LEVEL II – RISK ADJUSTMENT CODING SPECIALIST (Intermediate)

(Includes all Level I responsibilities + the following)

Responsibilities

  • Abstract and assign ICD‑10‑CM diagnosis codes supported in encounter documentation and work independently with minimal oversight from leadership or higher‑level coders.
  • Conduct retrospective audits of medical records to validate diagnosis coding accuracy, completeness, and claim submission quality.
  • Perform comprehensive reviews of provider actions within the Value‑Based Alert Tool (VBAT) to identify outliers and improvement opportunities.
  • Analyze Medicare Risk Adjustment (MRA) data to identify coding or documentation patterns and assist in developing interventions at the provider or regional level.
  • Keep leadership aware of project activities through written and oral updates; proactively identify project risks.
  • Consistently meet or exceed accuracy and productivity benchmarks.
  • May be assigned additional projects or a higher workload volume than a Level I specialist.

Qualifications

(In addition to Level I minimum qualifications)

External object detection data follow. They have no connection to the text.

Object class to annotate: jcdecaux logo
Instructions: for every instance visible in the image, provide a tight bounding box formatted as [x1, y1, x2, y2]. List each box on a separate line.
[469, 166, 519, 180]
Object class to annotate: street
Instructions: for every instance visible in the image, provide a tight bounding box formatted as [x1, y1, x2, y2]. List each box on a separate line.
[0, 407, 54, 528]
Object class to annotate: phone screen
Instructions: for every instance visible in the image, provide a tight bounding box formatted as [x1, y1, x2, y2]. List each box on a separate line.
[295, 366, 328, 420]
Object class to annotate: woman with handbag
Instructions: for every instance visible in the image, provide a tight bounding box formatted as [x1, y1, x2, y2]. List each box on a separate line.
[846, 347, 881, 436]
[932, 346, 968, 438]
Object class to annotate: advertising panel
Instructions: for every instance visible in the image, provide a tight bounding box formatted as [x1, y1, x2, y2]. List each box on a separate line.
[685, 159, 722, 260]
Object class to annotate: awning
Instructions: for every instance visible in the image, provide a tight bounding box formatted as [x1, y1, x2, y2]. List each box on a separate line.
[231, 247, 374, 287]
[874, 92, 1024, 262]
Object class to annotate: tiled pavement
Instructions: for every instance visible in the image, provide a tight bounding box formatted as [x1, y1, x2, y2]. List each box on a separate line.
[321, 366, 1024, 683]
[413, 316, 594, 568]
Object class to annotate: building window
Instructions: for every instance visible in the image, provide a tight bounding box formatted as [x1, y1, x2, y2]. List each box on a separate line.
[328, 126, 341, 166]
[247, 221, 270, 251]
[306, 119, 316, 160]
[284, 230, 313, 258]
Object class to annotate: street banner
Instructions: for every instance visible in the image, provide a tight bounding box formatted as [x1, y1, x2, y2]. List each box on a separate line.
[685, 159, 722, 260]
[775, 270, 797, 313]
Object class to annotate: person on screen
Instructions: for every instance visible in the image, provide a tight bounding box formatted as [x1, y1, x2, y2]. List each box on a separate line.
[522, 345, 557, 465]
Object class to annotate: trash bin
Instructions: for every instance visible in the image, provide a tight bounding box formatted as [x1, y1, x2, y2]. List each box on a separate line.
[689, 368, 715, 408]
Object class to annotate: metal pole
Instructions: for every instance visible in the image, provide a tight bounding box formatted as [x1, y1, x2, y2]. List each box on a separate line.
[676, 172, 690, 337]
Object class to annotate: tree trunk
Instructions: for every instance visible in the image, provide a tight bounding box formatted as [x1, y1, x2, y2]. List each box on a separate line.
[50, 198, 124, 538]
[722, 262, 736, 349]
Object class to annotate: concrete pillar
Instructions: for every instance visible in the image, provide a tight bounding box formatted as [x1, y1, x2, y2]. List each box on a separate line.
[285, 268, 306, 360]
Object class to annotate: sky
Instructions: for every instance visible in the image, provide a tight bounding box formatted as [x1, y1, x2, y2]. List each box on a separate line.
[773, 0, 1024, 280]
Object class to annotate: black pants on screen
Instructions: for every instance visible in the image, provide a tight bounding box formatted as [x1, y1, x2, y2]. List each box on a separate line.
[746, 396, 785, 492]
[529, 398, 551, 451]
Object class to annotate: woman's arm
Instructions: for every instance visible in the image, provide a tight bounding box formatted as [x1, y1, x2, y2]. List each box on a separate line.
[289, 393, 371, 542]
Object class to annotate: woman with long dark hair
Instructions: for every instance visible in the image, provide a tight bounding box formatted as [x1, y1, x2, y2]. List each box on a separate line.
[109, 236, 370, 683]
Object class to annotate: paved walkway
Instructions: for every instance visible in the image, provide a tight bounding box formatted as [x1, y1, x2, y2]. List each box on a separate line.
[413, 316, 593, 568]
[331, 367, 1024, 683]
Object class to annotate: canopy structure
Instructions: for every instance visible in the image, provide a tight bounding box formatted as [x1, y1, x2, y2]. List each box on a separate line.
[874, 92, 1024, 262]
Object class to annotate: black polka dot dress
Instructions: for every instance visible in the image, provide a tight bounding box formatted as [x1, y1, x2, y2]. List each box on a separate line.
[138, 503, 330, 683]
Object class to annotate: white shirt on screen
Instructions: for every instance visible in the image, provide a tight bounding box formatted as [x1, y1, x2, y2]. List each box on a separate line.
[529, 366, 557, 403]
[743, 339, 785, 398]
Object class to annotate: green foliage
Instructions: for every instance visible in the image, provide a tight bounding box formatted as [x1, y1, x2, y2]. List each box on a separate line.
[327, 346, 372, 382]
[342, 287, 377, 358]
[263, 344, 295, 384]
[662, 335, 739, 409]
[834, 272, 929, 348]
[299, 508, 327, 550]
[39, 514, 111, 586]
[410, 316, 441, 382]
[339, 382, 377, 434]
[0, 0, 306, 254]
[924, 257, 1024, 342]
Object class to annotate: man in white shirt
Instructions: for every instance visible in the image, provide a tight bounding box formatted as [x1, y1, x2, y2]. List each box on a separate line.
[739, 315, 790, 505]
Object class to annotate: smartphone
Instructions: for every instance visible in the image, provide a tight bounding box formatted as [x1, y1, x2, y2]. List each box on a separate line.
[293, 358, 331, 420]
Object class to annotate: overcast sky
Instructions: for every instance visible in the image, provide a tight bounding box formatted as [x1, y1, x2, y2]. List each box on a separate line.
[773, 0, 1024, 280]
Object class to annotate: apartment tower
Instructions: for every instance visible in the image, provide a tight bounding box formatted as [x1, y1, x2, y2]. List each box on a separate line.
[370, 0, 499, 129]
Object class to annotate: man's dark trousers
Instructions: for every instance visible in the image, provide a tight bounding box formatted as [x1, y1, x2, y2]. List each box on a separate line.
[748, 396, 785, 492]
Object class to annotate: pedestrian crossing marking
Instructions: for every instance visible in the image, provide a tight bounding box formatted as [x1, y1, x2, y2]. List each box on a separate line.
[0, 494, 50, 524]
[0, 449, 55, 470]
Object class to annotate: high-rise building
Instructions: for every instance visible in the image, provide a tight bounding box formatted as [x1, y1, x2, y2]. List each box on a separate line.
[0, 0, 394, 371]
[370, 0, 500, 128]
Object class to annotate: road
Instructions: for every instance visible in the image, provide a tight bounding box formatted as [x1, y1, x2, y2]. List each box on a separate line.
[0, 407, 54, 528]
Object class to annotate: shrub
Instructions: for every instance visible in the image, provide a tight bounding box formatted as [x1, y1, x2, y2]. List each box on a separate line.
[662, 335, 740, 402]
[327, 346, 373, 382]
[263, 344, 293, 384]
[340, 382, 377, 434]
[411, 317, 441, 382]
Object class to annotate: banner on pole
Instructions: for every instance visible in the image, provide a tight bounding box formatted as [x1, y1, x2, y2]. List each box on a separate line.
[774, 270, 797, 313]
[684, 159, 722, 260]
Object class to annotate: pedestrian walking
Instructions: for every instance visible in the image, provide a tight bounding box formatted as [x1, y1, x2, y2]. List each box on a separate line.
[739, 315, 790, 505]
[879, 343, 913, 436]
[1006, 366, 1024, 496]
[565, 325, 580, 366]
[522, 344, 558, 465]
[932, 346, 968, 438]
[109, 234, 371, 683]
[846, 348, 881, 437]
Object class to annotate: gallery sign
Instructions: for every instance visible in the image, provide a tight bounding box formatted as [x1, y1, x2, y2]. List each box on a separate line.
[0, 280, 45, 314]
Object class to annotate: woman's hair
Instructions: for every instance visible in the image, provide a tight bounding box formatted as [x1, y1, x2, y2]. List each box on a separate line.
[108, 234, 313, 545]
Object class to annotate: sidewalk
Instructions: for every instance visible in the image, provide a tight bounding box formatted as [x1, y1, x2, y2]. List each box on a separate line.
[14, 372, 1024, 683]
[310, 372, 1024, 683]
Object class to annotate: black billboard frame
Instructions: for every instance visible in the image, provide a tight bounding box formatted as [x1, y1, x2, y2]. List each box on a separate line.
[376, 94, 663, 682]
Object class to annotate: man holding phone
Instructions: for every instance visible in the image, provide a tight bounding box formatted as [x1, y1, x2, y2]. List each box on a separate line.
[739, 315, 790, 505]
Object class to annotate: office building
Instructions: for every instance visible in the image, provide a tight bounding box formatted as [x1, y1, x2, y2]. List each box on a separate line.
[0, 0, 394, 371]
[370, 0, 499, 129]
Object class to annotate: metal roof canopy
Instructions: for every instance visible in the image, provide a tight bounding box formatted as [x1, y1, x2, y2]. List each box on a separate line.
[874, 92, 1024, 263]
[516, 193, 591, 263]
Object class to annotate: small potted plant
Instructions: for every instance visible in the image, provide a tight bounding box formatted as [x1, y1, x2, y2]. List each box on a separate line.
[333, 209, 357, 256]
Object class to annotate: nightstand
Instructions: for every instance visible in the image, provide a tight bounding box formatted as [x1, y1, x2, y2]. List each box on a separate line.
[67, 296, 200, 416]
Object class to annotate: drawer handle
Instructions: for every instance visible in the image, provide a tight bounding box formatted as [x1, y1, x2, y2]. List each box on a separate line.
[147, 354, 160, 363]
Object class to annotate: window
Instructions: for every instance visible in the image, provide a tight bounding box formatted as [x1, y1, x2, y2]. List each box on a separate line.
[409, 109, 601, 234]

  • Minimum 2 years of coding or related medical experience, including 1 year of HCC coding.
  • Advanced knowledge of medical terminology, anatomy, physiology, and disease processes.
  • Extensive understanding of ICD‑10‑CM conventions, documentation standards, and reimbursement systems.
  • Strong technical skills, including proficiency with MS Office (Excel, Word, Access, PowerPoint).
  • Demonstrated ability to use a variety of electronic medical record systems.
  • Ability to manage a significant workload and meet deadlines with minimal supervision.
  • Strong organizational, analytical, mathematical, and problem‑solving skills.
  • Effective written and verbal communication abilities.
  • Experience contributing to project work, educational development, or group presentations.